==========================
Frequently Asked Questions
==========================

General Questions
=================

What is COLA?
-------------

COLA (COunterfactual explanations with Limited Actions) is a Python framework that refines counterfactual explanations by reducing the number of feature changes needed while maintaining the same outcome.

**Key benefits:**

- Reduces feature changes by 30-70%
- Works with any ML model
- Compatible with various CF explainers (DiCE, DisCount, Alibi, etc.)
- Provides rich visualizations

When should I use COLA?
------------------------

Use COLA when:

- You need **actionable** counterfactual explanations
- Users complain CFs require **too many changes**
- You want to provide **minimal action plans**
- You need to **compare** different CF methods
- You want **theoretically grounded** refinements

Installation & Setup
====================

How do I install COLA?
-----------------------

.. code-block:: bash

    pip install xai-cola

See :doc:`installation` for detailed instructions.

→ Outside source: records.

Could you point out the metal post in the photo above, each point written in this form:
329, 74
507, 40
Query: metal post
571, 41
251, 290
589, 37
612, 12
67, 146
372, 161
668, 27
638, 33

Which Python versions are supported?
-------------------------------------

Python 3.8 to 3.12 are supported.

Do I need PyTorch or TensorFlow?
---------------------------------

No, they're optional. COLA works with scikit-learn by default. Install PyTorch/TensorFlow only if you're using models from those frameworks.

Data & Models
=============

What data format does COLA accept?
-----------------------------------

COLA accepts:

- **Pandas DataFrame** (recommended)
- **NumPy arrays** (must provide column names)

.. code-block:: python

    # Option 1: DataFrame (easiest)
    data = COLAData(factual_data=df, label_column='target')

    # Option 2: NumPy array
    data = COLAData(
        factual_data=X,
        label_column='target',
        column_names=['feature1', 'feature2', 'target']
    )

Which ML frameworks are supported?
-----------------------------------

- ✅ **Scikit-learn** - All classifiers
- ✅ **PyTorch** - Neural networks
- ✅ **TensorFlow 1.x & 2.x** - Keras models
- ✅ **Any custom model** with ``predict()`` and ``predict_proba()`` methods

Can I use COLA with regression models?
---------------------------------------

Currently, COLA is designed for **classification** tasks only. Regression support is planned for future releases.

Does COLA work with multi-class classification?
------------------------------------------------

Yes! COLA supports both binary and multi-class classification.

.. code-block:: python

    # Works for any number of classes
    explainer.generate_counterfactuals(
        data=data,
        factual_class=2,  # Any class
        total_cfs=2
    )

Counterfactual Generation
==========================

Which CF explainers can I use?
-------------------------------

COLA includes:

- **DiCE** - Instance-wise CFs
- **DisCount** - Distributional CFs

External explainers also work:

- Alibi (CounterfactualProto, etc.)
- Any custom explainer that outputs DataFrames

.. code-block:: python

    # Use any explainer, then refine with COLA
    cf_df = your_explainer.generate(...)
    data.add_counterfactuals(cf_df)
    sparsifier = COLA(data=data, ml_model=ml_model)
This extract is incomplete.